I bought a bike that was advertised as a Schwinn Black Phantom. It has Schwinn engraved on almost every chrome part ( the rims, seat post, the pedals, etc). Everything looks fine. I mean it even has a lock under the extra wide fork and the tank and chainguard has the exact same curves as the originals on closeups. The only thing is that someone had apparently done an older restore because the "Black Phantom" on the chainguard had been painted over in red and that the fenders had to be replaced. It has Sturmey Archer brakes and the original train headlight. However, I looked up the serial number on the Schwinn Date Code website and can't find it. 
The website mentioned that it only lists Chicago built Schwinns. So, where were the non-Chicago built Schwinns made and is it possible to find serials for them? Does anyone know about the Non-Chicagos?
 Here is the Serial No:G271982


----------



## rlhender (Apr 8, 2012)

Looks like it would have been made August 23rd 1950


----------



## AsenathPaneah (Apr 9, 2012)

Thanks so much for your help!
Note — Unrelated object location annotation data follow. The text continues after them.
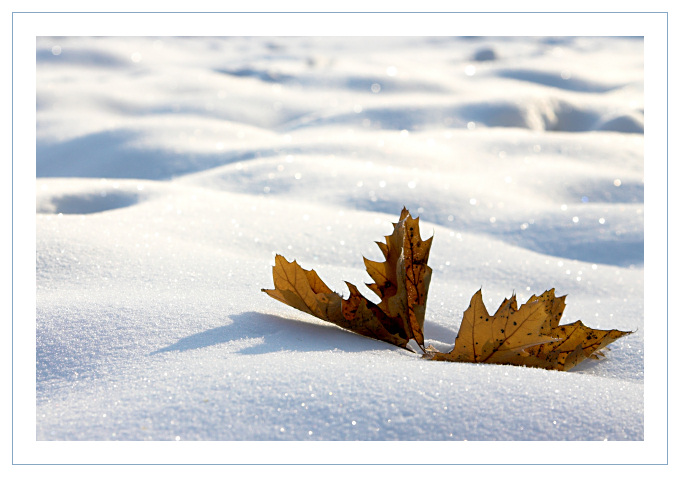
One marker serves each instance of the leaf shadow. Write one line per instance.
(255, 333)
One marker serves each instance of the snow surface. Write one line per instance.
(171, 170)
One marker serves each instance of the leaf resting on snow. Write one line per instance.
(529, 335)
(401, 282)
(526, 336)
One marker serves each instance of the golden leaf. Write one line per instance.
(500, 338)
(401, 281)
(304, 290)
(528, 336)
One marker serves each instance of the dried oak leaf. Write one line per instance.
(401, 282)
(526, 336)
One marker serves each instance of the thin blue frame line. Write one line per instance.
(667, 250)
(667, 228)
(12, 202)
(333, 13)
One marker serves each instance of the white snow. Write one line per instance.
(171, 170)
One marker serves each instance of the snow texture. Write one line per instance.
(171, 170)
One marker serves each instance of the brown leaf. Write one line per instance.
(304, 290)
(500, 338)
(530, 336)
(401, 281)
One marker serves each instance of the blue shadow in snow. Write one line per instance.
(277, 334)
Did you find the date in a Schwinn book with non-Chicago Schwinns? I've got to get one but don't know where to start.


----------



## PCHiggin (Apr 9, 2012)

*Post Some Pics....*

All Schwinns including Phantoms were made in Chicago until the early 80's.The exception being some Schwinn Approved 10 speeds made in Japan beginning in the early 70's. Schwinn did make a replica of the 1950's Phantom around 1995-'96 to celebrate their 100th anniversary.These were made with Taiwanese parts and frames hand made in our country,California I believe.


----------